Now it was time for the matador to come on the scene alone. He danced with the bull, calling it forward, and engaging in what cartoons had taught me bull fighting truly was. All of this lasted between twenty and thirty minutes. At that point a sword was thrusted into the bull, killing it.

Just like the end of the fifth inning, the worlds fasted grounds crew came out, repainted the circle in the stadium, and hooked the bulls corpse up to horses that quickly pulled it from the field.

I learned later, thanks to wikipedia, that the open round was for the matador to observe the bulls behaviour. The spears were to weaken its neck muscles, so it couldn't thrust as much, and the darts reinforced this. The final stage was performed with ritualized movements. This would all come later though. At the time, I was just disillusioned that there was no contest here. It was just systematic slaughter.

And the first fight was the hardest to watch. The inexperienced matador stabbed, nearly ten time, at the bulls head before it finally went down. The crowd booed, and hissed. This was not a good fight. Thoughts of disgust flowed through me as I watched it.

The next would be far easier. And far better.

A skilled matador took the field next, not relying on henchmen to perform his darting task. He performed with flair, and much crotch swaggeling, thrusting towards the animal in his shiny fifteen thousand dollar costume. At the end, it took only one blow to thrust the sword through the bulls back, penetrating its heart.

The feelings of disgust were leaving. I was acclimatizing to what I was watching. Strange how easy that is some time.

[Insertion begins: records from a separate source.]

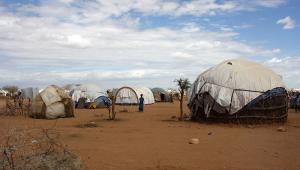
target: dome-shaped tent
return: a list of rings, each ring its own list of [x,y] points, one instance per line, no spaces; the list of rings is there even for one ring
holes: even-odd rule
[[[166,90],[156,87],[156,88],[152,88],[151,91],[154,95],[154,100],[156,102],[170,102],[171,101],[171,96]]]
[[[67,85],[65,88],[70,91],[70,95],[75,102],[78,102],[81,97],[93,102],[99,96],[107,96],[106,92],[96,84]]]
[[[188,97],[194,119],[287,116],[287,92],[281,76],[244,59],[224,61],[200,74]]]
[[[95,104],[97,108],[106,108],[107,106],[111,106],[112,102],[107,96],[99,96],[95,99]]]
[[[116,96],[116,104],[138,104],[139,97],[143,94],[144,104],[153,104],[154,96],[152,91],[147,87],[131,88],[122,87],[114,91]]]

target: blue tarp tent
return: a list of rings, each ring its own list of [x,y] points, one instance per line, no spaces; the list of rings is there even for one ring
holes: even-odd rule
[[[107,96],[99,96],[95,99],[97,108],[104,108],[111,105],[111,101]]]

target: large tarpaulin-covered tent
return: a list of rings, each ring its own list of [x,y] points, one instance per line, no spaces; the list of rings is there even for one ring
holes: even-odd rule
[[[116,96],[116,104],[138,104],[140,95],[143,94],[144,104],[153,104],[154,96],[152,91],[147,87],[121,87],[114,90]]]
[[[200,74],[188,93],[192,118],[287,116],[280,75],[245,59],[224,61]]]
[[[46,119],[74,117],[73,101],[63,89],[54,85],[48,86],[33,100],[32,117]]]

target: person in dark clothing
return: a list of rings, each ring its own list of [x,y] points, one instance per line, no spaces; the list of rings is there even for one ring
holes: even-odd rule
[[[144,111],[144,98],[143,98],[143,94],[141,94],[141,97],[139,98],[139,111],[140,112]]]
[[[298,110],[300,110],[300,94],[297,94],[296,97],[295,112],[298,112]]]

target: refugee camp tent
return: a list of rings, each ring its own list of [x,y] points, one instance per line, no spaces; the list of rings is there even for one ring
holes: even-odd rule
[[[0,96],[6,96],[7,94],[7,91],[0,89]]]
[[[280,75],[245,59],[227,60],[198,76],[188,93],[192,118],[287,117]]]
[[[39,89],[34,87],[28,87],[21,89],[21,96],[26,99],[34,100],[39,94]]]
[[[116,96],[116,104],[138,104],[140,95],[143,94],[144,104],[153,104],[154,96],[152,91],[147,87],[131,88],[122,87],[114,90]]]
[[[48,86],[33,100],[31,116],[46,119],[74,117],[73,101],[62,88]]]
[[[107,96],[106,92],[96,84],[75,84],[65,86],[70,91],[73,101],[78,102],[80,97],[86,97],[93,102],[99,96]]]
[[[169,94],[167,91],[165,91],[162,88],[152,88],[151,89],[153,95],[154,95],[154,100],[156,102],[170,102],[171,101],[171,94]]]
[[[95,99],[95,104],[97,108],[106,108],[110,106],[112,102],[107,96],[99,96]]]

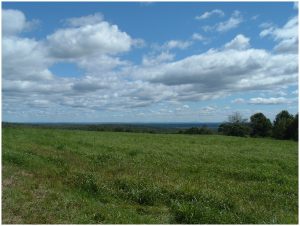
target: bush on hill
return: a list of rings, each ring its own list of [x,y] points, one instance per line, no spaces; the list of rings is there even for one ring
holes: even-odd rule
[[[228,122],[222,123],[218,132],[227,136],[246,137],[250,134],[250,127],[247,119],[244,119],[238,112],[228,116]]]

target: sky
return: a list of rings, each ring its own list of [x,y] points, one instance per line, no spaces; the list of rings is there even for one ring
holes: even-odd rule
[[[294,2],[2,2],[2,120],[298,113]]]

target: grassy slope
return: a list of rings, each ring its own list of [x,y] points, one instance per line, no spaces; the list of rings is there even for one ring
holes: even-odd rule
[[[298,221],[296,142],[2,131],[2,223]]]

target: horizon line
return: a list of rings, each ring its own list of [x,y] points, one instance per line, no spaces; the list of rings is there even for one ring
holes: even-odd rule
[[[184,123],[221,123],[221,122],[12,122],[12,121],[2,121],[2,123],[24,123],[24,124],[184,124]]]

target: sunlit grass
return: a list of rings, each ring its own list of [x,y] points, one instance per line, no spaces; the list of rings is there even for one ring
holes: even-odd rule
[[[4,128],[3,223],[297,223],[298,146]]]

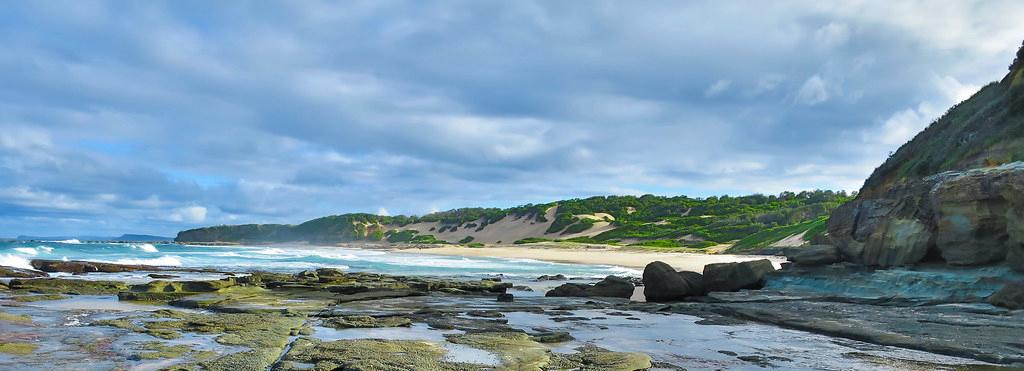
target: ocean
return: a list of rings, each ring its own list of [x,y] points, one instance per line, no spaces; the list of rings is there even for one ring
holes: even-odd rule
[[[393,275],[531,279],[545,274],[601,278],[639,275],[634,269],[551,263],[532,259],[457,257],[377,249],[321,246],[193,246],[150,243],[83,243],[76,240],[0,242],[0,265],[31,268],[32,259],[212,268],[229,272],[299,272],[337,268]]]

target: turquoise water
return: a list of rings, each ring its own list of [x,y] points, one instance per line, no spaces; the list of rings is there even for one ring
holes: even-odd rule
[[[190,246],[148,243],[0,242],[0,265],[31,268],[32,259],[89,260],[225,271],[298,272],[339,268],[352,272],[450,277],[533,278],[542,274],[599,278],[637,275],[601,265],[548,263],[530,259],[465,258],[387,250],[314,246]]]

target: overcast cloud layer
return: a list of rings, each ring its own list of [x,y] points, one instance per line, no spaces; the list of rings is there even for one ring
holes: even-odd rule
[[[4,1],[0,236],[855,190],[1017,1]]]

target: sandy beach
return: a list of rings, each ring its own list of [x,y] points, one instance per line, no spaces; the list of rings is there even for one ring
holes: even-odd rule
[[[481,248],[442,246],[408,248],[395,251],[466,257],[535,259],[557,263],[614,265],[635,269],[643,269],[648,263],[660,260],[668,263],[677,270],[694,272],[701,272],[704,270],[704,265],[712,263],[769,259],[772,263],[778,266],[779,263],[786,260],[784,257],[777,256],[709,255],[621,250],[615,247],[552,247],[547,245],[506,245]]]

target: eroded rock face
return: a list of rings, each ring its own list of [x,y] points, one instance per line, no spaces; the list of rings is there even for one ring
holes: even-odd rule
[[[1024,271],[1024,162],[936,174],[838,208],[829,236],[846,260],[872,266],[1007,261]]]
[[[708,291],[759,289],[764,277],[775,271],[768,259],[740,263],[716,263],[704,266],[704,284]]]
[[[701,296],[707,292],[704,277],[700,273],[676,272],[672,266],[660,261],[644,267],[643,281],[647,301],[673,301],[687,296]]]

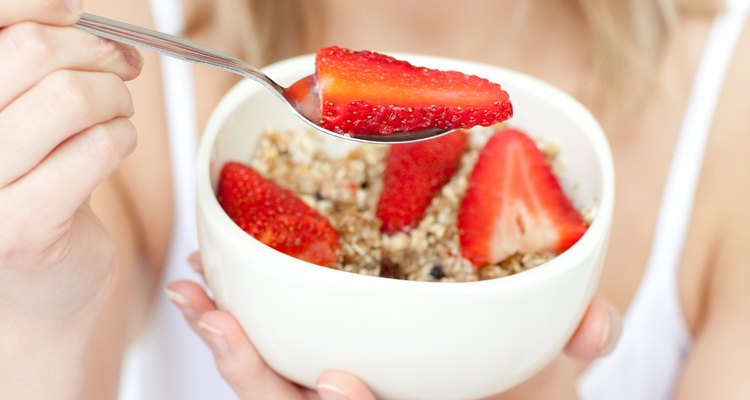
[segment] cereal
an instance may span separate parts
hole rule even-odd
[[[276,132],[263,135],[252,167],[296,193],[327,217],[339,231],[343,271],[396,279],[469,282],[494,279],[536,267],[553,254],[516,254],[479,270],[461,257],[456,215],[467,178],[481,143],[491,133],[476,133],[453,178],[435,196],[424,218],[408,233],[381,234],[375,216],[382,188],[385,146],[359,145],[342,156],[328,154],[324,138],[314,132]],[[549,160],[558,146],[539,142]],[[587,210],[587,220],[595,210]]]

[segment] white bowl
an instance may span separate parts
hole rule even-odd
[[[255,240],[216,200],[227,160],[250,160],[266,127],[305,129],[269,91],[243,81],[216,108],[197,160],[197,207],[206,278],[219,306],[240,321],[265,361],[313,387],[321,372],[362,378],[379,397],[477,398],[508,389],[557,356],[599,280],[612,219],[614,172],[590,113],[561,91],[505,69],[396,55],[499,82],[512,126],[560,144],[561,182],[596,217],[569,250],[516,275],[470,283],[413,282],[318,267]],[[314,59],[265,72],[283,85],[313,72]],[[344,143],[332,138],[338,146]]]

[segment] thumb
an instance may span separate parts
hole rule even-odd
[[[375,395],[359,378],[338,371],[326,371],[315,387],[321,400],[375,400]]]
[[[565,352],[580,360],[593,360],[614,350],[622,332],[622,317],[608,302],[596,299],[583,315]]]

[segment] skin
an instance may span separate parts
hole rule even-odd
[[[204,1],[186,1],[186,12]],[[502,65],[550,81],[597,109],[597,99],[592,96],[598,93],[592,90],[596,83],[589,79],[593,75],[591,66],[580,61],[586,54],[579,47],[586,43],[583,24],[569,2],[548,1],[529,7],[522,24],[514,17],[520,14],[508,12],[517,7],[510,0],[476,0],[471,8],[453,2],[444,7],[426,7],[423,3],[322,0],[324,14],[337,23],[321,24],[324,31],[319,44],[428,53]],[[65,12],[61,4],[52,0],[0,0],[3,64],[10,64],[5,55],[13,51],[2,47],[3,39],[13,32],[11,25],[27,20],[70,24],[74,15]],[[487,12],[478,13],[477,9]],[[146,0],[93,0],[86,3],[86,10],[153,26]],[[472,23],[460,29],[434,29],[445,26],[440,21],[462,20]],[[682,21],[682,29],[667,43],[658,85],[648,102],[640,102],[642,108],[619,107],[597,114],[609,135],[618,171],[617,207],[598,295],[620,312],[627,308],[645,268],[669,157],[710,23],[710,19],[701,17]],[[512,35],[519,27],[524,35]],[[51,37],[63,35],[55,31]],[[191,39],[239,53],[233,42],[217,36],[211,24]],[[56,44],[39,57],[76,53],[64,43],[81,53],[100,48],[100,42],[93,46],[90,40],[83,36],[60,42],[50,39],[43,43]],[[7,65],[0,67],[0,77],[31,76],[30,66],[48,68],[37,71],[36,77],[25,84],[32,90],[24,90],[22,85],[9,91],[9,85],[21,85],[20,80],[0,81],[4,89],[0,90],[0,231],[14,232],[12,238],[0,236],[0,318],[8,321],[4,327],[14,327],[11,331],[0,328],[0,354],[3,360],[10,360],[0,365],[4,398],[80,398],[81,393],[92,399],[114,398],[123,349],[163,289],[158,282],[171,235],[173,194],[159,64],[153,54],[144,53],[141,76],[128,83],[128,93],[122,81],[134,78],[141,67],[140,63],[128,65],[122,53],[127,50],[117,49],[119,55],[110,47],[95,55],[78,54],[80,58],[73,61],[42,58],[32,62],[39,59],[24,58],[26,63],[17,64],[20,67],[12,74],[3,72]],[[695,346],[679,379],[677,398],[750,395],[750,381],[741,379],[742,371],[750,369],[750,344],[746,339],[750,337],[750,314],[746,312],[750,292],[745,290],[750,269],[739,261],[744,260],[744,238],[750,237],[750,212],[743,201],[750,195],[750,169],[743,167],[743,149],[750,144],[750,126],[743,118],[750,90],[750,80],[743,71],[748,68],[750,31],[746,29],[712,126],[680,266],[680,300]],[[13,121],[36,116],[39,109],[49,107],[42,99],[63,96],[59,92],[48,94],[46,90],[53,89],[43,83],[54,71],[71,69],[79,70],[77,76],[83,82],[97,81],[97,92],[108,94],[102,98],[119,103],[82,96],[87,106],[82,108],[90,110],[86,115],[73,118],[51,114],[49,127],[28,136],[5,128],[18,126]],[[216,101],[236,78],[201,67],[195,68],[195,75],[200,93],[197,119],[202,127]],[[42,94],[21,102],[36,89]],[[638,89],[637,82],[634,89]],[[64,92],[76,90],[82,91]],[[131,94],[138,111],[130,119],[138,129],[135,150],[134,129],[127,122],[132,114]],[[3,95],[10,97],[5,100],[10,105],[3,103]],[[632,104],[633,99],[626,93],[616,100],[622,105]],[[15,119],[8,117],[13,104],[21,104],[15,107],[20,110]],[[74,123],[79,125],[71,125]],[[86,141],[93,136],[102,140]],[[5,143],[12,141],[3,140],[11,140],[9,137],[33,137],[38,146],[32,149],[34,154],[11,158],[19,153],[7,150]],[[57,147],[65,138],[71,140]],[[73,148],[77,143],[81,146]],[[71,148],[68,161],[55,163],[55,155],[66,147]],[[13,165],[8,160],[13,160]],[[45,176],[45,171],[56,175]],[[75,179],[65,180],[66,176]],[[49,201],[51,198],[55,201]],[[66,279],[59,279],[61,276]],[[198,284],[172,283],[167,295],[214,350],[219,370],[241,398],[314,397],[314,393],[301,391],[269,370],[232,316],[216,310]],[[61,298],[65,301],[59,301]],[[606,304],[592,304],[567,355],[498,398],[576,398],[575,380],[587,360],[606,353],[616,341],[617,311]],[[102,308],[106,312],[102,313]],[[86,370],[88,374],[82,372]],[[23,385],[29,381],[44,381],[45,385]],[[351,399],[372,398],[362,382],[347,374],[328,372],[319,383],[318,394],[323,398],[335,394],[339,398],[341,394]]]

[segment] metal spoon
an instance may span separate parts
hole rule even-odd
[[[345,135],[336,133],[321,127],[317,123],[320,121],[320,104],[316,93],[315,80],[312,75],[304,77],[292,85],[295,90],[291,93],[289,88],[285,88],[274,82],[271,78],[246,62],[181,37],[87,13],[81,15],[75,26],[109,40],[153,50],[180,60],[218,68],[250,78],[270,89],[308,125],[320,132],[337,138],[366,143],[406,143],[429,139],[449,132],[442,129],[425,129],[388,135]]]

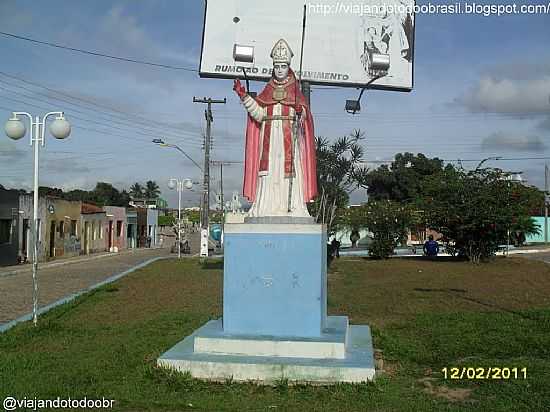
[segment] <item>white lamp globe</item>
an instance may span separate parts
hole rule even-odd
[[[174,190],[176,188],[176,181],[174,179],[170,179],[168,181],[168,188],[171,190]]]
[[[4,131],[6,135],[13,140],[19,140],[27,133],[25,125],[17,118],[9,119],[4,126]]]
[[[185,179],[185,188],[186,189],[189,189],[191,190],[191,188],[193,187],[193,182],[191,181],[191,179]]]
[[[50,124],[50,133],[56,139],[65,139],[71,134],[71,124],[60,116]]]

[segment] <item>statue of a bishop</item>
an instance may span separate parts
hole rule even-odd
[[[317,195],[313,117],[290,68],[293,53],[281,39],[271,51],[273,75],[254,99],[239,80],[233,89],[248,111],[243,194],[249,217],[309,217]]]

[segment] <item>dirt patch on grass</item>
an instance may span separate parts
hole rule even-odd
[[[437,398],[445,399],[449,402],[464,402],[470,398],[472,389],[466,388],[449,388],[445,385],[436,385],[435,378],[422,378],[418,382],[422,385],[422,392]]]

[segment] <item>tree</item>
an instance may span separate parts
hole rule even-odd
[[[57,187],[39,186],[38,195],[63,198],[63,190]]]
[[[198,211],[198,210],[185,210],[183,213],[191,223],[199,223],[200,222],[200,219],[201,219],[200,211]]]
[[[145,189],[143,190],[143,195],[146,199],[157,199],[160,196],[160,188],[157,182],[148,180],[145,182]]]
[[[369,199],[412,202],[423,179],[442,171],[443,161],[438,158],[430,159],[422,153],[398,153],[390,167],[382,165],[367,174]]]
[[[387,259],[395,248],[406,241],[412,222],[412,208],[390,200],[373,201],[346,210],[343,225],[351,230],[367,229],[372,232],[369,256]]]
[[[133,198],[133,199],[140,199],[143,197],[143,186],[136,182],[134,183],[132,186],[130,186],[130,196]]]
[[[426,226],[441,233],[451,251],[478,263],[493,256],[511,232],[533,233],[530,210],[542,199],[538,189],[500,169],[448,165],[422,182],[417,204]]]
[[[119,192],[111,183],[98,182],[89,194],[89,201],[99,206],[128,206],[130,197],[126,191]]]
[[[315,140],[319,196],[309,204],[309,211],[317,222],[327,224],[329,234],[334,232],[337,210],[347,206],[350,193],[366,188],[368,169],[363,166],[364,150],[360,145],[363,139],[364,134],[355,130],[332,144],[322,137]]]

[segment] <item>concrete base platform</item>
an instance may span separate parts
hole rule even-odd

There would be six fights in total. And the crowd would both boo, and cheer – and yell at the programmers for producing such low quality animals. Twice the matadors refused to continue the fight, as the bulls had no energy left in them (never mind they'd been stabbed deeply in the back) and were herded off the field. Their fate is unknown to me – but probably not good.

Six bulls killed on field, before my eyes.

And it's hard to say if it was a good experience or not. I don't think I'd go back – but I don't think I'd say I'd forever stay away. What I found sick at first became much easier to watch. And I started to pick up different parts of what was happening.

Luckily I didn't have to think much on the moral implications. I could just chalk it up as an important cultural experience, and be on my way. Who needs to over think these things?